The tweet is an apparent reference to the FBI’s recommendation Tuesday that Hillary Clinton not be prosecuted in connection with her use of a private email server while serving as secretary of state.
Lynch has been the subject of controversy ever since Hillary Clinton’s husband, former President Bill Clinton, paid a private visit to her airplane on the tarmac of an Arizona airport last week, thereby raising the specter of undue influence on the then-ongoing federal investigation of Hillary Clinton’s emails.
Lynch announced on Wednesday that Clinton would not be prosecuted. Even before that, the Paladino tweet was noteworthy enough to draw widespread media coverage, including reports from journalists from ABC, the New York Daily News and Newsday.
“Trump supporter tweet appears to call for lynching of Loretta Lynch,” CNN reported on its website.
“Trump Pal: Never Mind My Lynching Tweet,” said the Daily Beast.
And the Stop Trump PAC spread the word by tweeting: “Top Trump surrogate in NY Carl Paladino tweets that AG @LorettaLynch should be lynched.”
Even though the Paladino tweet was quickly deleted, it proved controversial because of the history of lynching in America.
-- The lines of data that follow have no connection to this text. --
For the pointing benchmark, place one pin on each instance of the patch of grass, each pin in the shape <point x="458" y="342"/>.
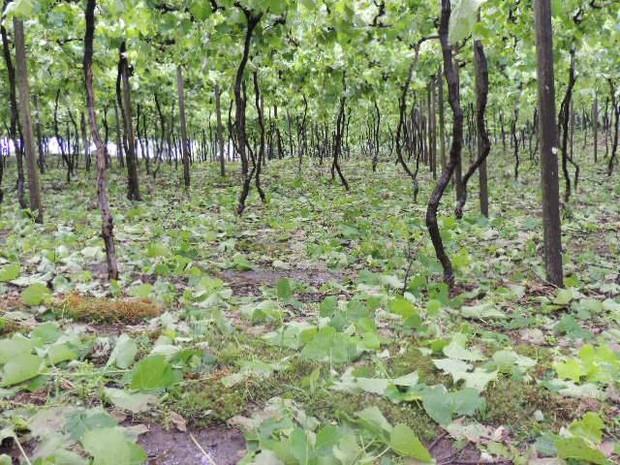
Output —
<point x="411" y="360"/>
<point x="93" y="310"/>
<point x="208" y="403"/>
<point x="512" y="403"/>
<point x="8" y="327"/>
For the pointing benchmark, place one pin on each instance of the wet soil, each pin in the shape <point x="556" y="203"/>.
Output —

A 2015 study by the Equal Justice Initiative found that between 1877 and 1950, 3,959 African-American men were dragged from courthouses and lynched. In many cases, victims were hung in public squares or burned alive.
That being the case, Frank Mesiah, the longtime president of the Buffalo branch of the NAACP, was outraged at the tweet. “It was racist, and typical of something that would come out of the mouth of someone like Paladino,” he said.
Paladino has been dogged by accusations of racism ever since his 2010 Republican campaign for governor of New York, when he drew fire for forwarding an email portraying President Obama and his wife as a pimp and a prostitute, and another showing a group of blacks trying to get out of the path of an airplane, with a caption that included a racial epithet.
And as recently as April, Paladino faced criticism when he told an NPR reporter that angry voters “want the raccoons out of the basement,” a phrase that some perceived as racist.
Mesiah likened Paladino’s quick tweet-and-delete to Trump’s recent delete of a tweet that included a Star of David shape and called Hillary Clinton the “most corrupt candidate ever.” The image had previously been posted by a white supremacist.
“It’s very easy to make a ‘mistake’,” Mesiah said of Paladino’s tweet. “But the point is that he got his message out, and that is what he wanted to do. He knows what he was doing. He must think people are awfully stupid.”
Sean England, a Buffalo native who serves as a spokesman for Correct the Record, a pro-Clinton SuperPAC, also took issue with the Paladino tweet.
“Appalling tweet from a @realDonaldTrump surrogate. Paladino promotes the same bigotry as the candidate he supports,” England tweeted.
Paladino has indeed appeared frequently in the media as a Trump surrogate, and he is expected to reprise that role at the GOP convention in Cleveland. Some local Republicans have speculated that Paladino could have a speaking spot at the convention.
Hope Hicks, Trump’s spokesperson, did not respond to two emails seeking comment on the “Lynch” tweet. Similarly, through a spokesman, New York State Republican Chairman Ed Cox declined comment.
Lynch’s press office also did not reply to an email seeking comment regarding the tweet.